Aktien Schweiz - Schweizer Börse zieht zum Wochenstart leicht an

Die Schweizer Börse hat am Montag angeführt von den schwergewichtigen Pharmawerten leicht angezogen.
23.10.2017 17:40

Der anhaltende Rekordlauf an der Wall Street und Kursgewinne in Tokio, wo der Sieg des konservativen Ministerpräsidenten Shinzo Abe bei der Parlamentswahl für steigende Notierungen gesorgt hatte, schürten Händlern zufolge das Interesse der Anleger an Beteiligungspapiere. Der SMI rückt 0,1 Prozent auf 9248 Punkte vor.

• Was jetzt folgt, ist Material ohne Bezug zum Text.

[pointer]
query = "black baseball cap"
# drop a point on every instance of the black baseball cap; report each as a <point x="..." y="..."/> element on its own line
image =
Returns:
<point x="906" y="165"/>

Gedämpft wurde die Stimmung von der Katalonien-Krise. Die Regierungen in Barcelona und Madrid treiben den Konflikt auf die Spitze. Die von Ministerpräsident Mariano Rajoy angestossene Entmachtung der Separatisten löste in Katalonien am Wochenende Widerstand und scharfe Kritik aus.

Auch wegen der Bilanzsaison sei eine gewisse Zurückhaltung zu spüren, sagt ein Händler. Im Laufe der Woche stehen unter anderen die Zwischenberichte der Grossbank UBS, des Pharmakonzerns Novartis, des Zementproduzenten Lafarge-Holcim, des Pharmazulieferers Lonza sowie des Aufzug- und Rolltreppen-Herstellers Schindler auf dem Programm.

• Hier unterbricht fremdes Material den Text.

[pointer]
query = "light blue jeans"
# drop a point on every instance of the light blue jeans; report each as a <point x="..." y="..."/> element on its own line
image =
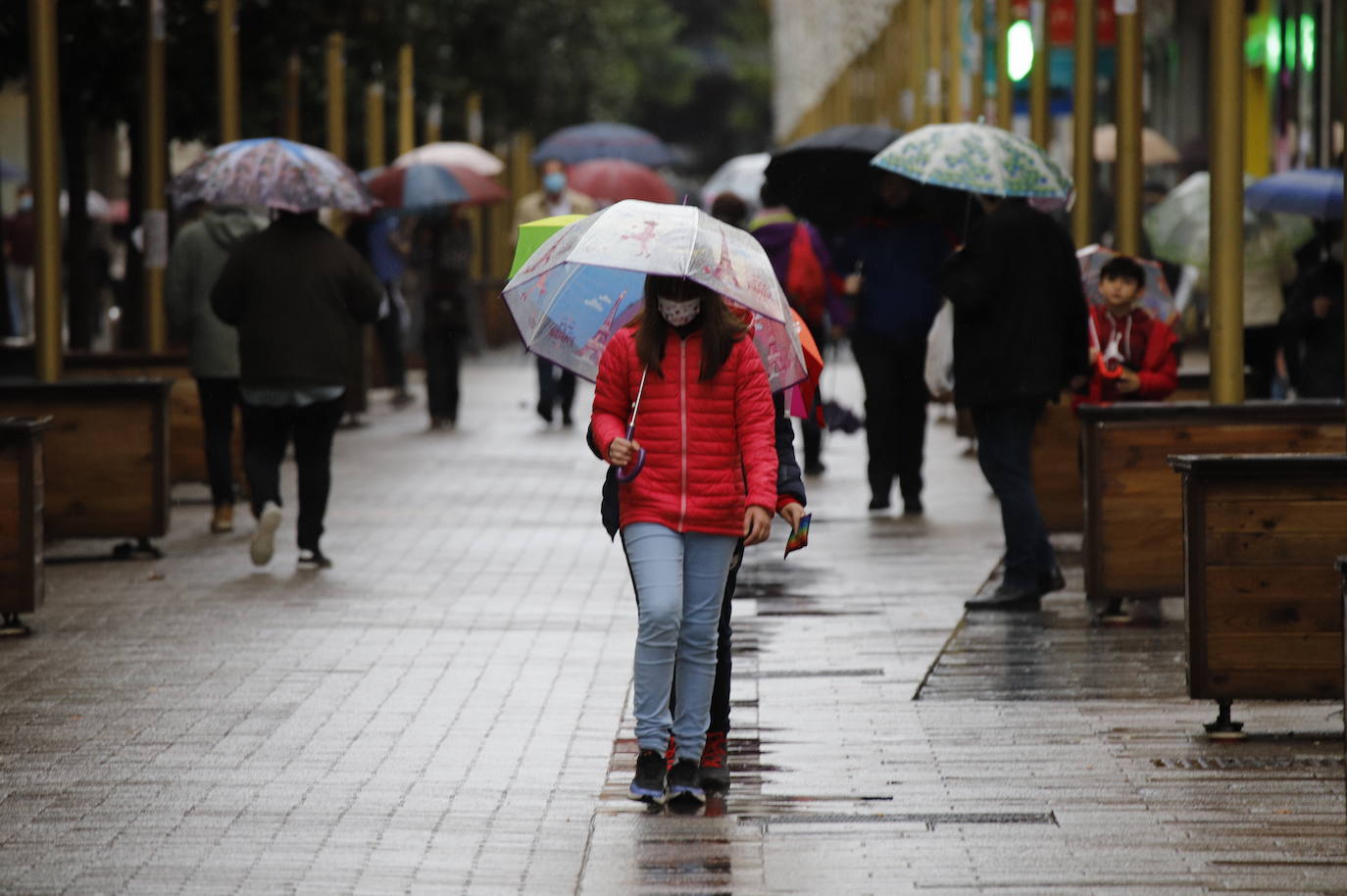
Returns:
<point x="679" y="583"/>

Zudem beraten die Ratsmitglieder der Europäischen Zentralbank (EZB) über die Geldpolitik. Erwartet wird ein Schritt in Richtung Kurswende, mit dem die massiven Konjunkturhilfen zwar verlängert aber zugleich deutlich eingedämmt werden.

Novartis vor Zahlenvorlage gesucht

Die Novartis-Aktien steigen am Tag vor dem Quartalsresultat um 0,8 Prozent. Händler erwarten neben den Geschäftszahlen vor allem Klarheit über die Zukunft der Augenheilsparte Alcon. Die Roche-Genussscheine ziehen 0,2 Prozent an. Vergangene Woche war der Kurs nach der Veröffentlichung der Umsatzzahlen des Pharmakonzerns unter Druck geraten.

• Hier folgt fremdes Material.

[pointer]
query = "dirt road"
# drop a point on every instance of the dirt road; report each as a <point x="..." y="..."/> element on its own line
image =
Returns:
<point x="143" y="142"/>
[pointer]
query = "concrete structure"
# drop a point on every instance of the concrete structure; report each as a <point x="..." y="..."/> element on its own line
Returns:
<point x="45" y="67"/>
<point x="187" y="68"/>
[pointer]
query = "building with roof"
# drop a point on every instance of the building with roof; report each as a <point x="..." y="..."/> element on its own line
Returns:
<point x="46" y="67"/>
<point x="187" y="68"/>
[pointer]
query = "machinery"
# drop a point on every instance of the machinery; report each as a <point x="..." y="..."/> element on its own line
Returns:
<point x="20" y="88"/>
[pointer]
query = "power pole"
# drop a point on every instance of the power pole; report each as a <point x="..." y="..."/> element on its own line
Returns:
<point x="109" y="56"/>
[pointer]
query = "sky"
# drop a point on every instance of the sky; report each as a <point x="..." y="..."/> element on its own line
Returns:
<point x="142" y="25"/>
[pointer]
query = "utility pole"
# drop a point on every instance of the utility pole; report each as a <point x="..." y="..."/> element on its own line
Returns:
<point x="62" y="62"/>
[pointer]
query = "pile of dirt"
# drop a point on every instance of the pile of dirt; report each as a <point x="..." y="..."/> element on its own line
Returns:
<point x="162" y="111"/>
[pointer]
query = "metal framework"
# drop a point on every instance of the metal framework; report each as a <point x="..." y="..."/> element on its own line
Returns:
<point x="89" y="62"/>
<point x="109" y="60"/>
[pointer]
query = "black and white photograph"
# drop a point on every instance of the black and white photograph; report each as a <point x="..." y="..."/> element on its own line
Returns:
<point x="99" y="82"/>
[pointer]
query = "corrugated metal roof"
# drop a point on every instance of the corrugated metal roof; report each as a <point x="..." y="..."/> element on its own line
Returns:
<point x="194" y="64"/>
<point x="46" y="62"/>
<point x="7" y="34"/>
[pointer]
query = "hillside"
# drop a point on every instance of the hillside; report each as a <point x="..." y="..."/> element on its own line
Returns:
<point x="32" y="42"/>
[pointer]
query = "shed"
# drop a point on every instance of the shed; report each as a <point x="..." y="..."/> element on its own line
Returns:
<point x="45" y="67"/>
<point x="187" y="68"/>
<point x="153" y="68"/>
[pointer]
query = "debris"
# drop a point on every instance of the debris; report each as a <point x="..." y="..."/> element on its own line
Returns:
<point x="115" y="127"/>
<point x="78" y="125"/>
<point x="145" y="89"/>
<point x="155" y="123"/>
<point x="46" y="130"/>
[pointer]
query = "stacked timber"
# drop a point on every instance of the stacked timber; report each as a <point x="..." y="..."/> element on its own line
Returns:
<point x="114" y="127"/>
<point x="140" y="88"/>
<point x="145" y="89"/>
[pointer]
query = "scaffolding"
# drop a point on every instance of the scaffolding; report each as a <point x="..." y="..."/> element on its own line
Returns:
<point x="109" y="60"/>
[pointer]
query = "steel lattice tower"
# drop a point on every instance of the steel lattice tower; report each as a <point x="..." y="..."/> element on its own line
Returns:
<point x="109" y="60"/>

Die Titel des Luxusgüterkonzerns von Richemont legen 0,9 Prozent zu. Bei der Schaffhauser Uhrentochter IWC entwickelt sich das Geschäft dieses Jahr positiv, wie der neue IWC-Chef Christoph Grainger-Herr der "Sonntagszeitung" sagte. "Wichtige Märkte wie China wachsen deutlich, auch in den USA sind wir zufrieden. In Europa entwickeln sich Grossbritannien, die Beneluxländer und Spanien sehr gut." Die Aktien des Uhrenkonzerns Swatch geben 0,7 Prozent nach.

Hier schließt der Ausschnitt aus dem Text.